What does the pairwise RMSD of all possible conformations look like?

I have been doing some work on conformer generation and trying to think about how to measure the quality of one method over another. Since I'm a great believer in looking at the data (see also this post), I decided to calculate the pairwise RMSD of the systematically generated conformers of a molecule with 3 rotatable bonds, and then visualise these data with classical multidimensional scaling (cmdscale in R):
It turned out to be quite a nice graph. Each point here represents a different conformer.
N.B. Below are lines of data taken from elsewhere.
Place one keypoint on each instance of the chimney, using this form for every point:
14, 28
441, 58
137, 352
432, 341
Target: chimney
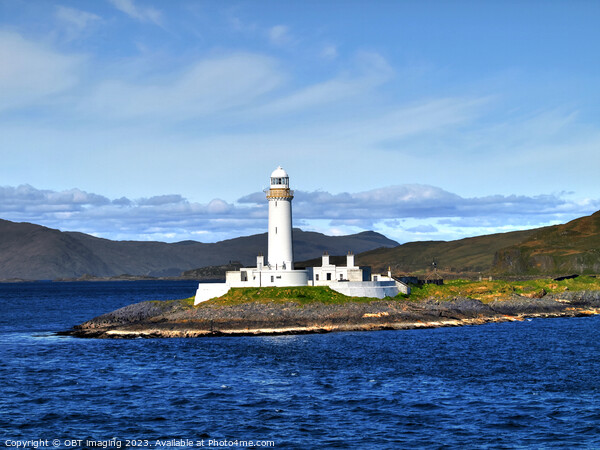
325, 259
260, 262
350, 260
Of the three torsion angles, it seems that two were incremented in steps of 30°, while for the third Δang was 120°. Each torsion angle had a different magnitude of effect on the RMSD (or at least, this is how I interpret this graph - I haven't drilled down into the figures yet); presumably the torsion angle closer to the centre of the molecule gives rise to the three clusters of values.

The points in red are the lowest energy conformers (by MMFF94). In this graph it is difficult to see what the correspondence between these conformers is, although it is clear that the overall RMSD between some of these conformers is high.

All data was generated using a locally-modified development version of OpenBabel. Here is the R code I used:

m <- read.table("tmp_dist.txt")
location <- cmdscale(m)

mycol <- read.table("tmp_en.txt")
max_scaled <- max(scaled)
min_scaled <- min(scaled)
scaled <- (-min_scaled + scaled) / (max_scaled - min_scaled)

# colmap <- rainbow(11)
lookup <- function(x) {
        # colmap[floor( (x + 0.15)*10) ]
        if(x < 0.1) {"red"}
        else {"black"}
}
colors = apply(scaled, 1, lookup)
plot(location, col = colors, pch=19)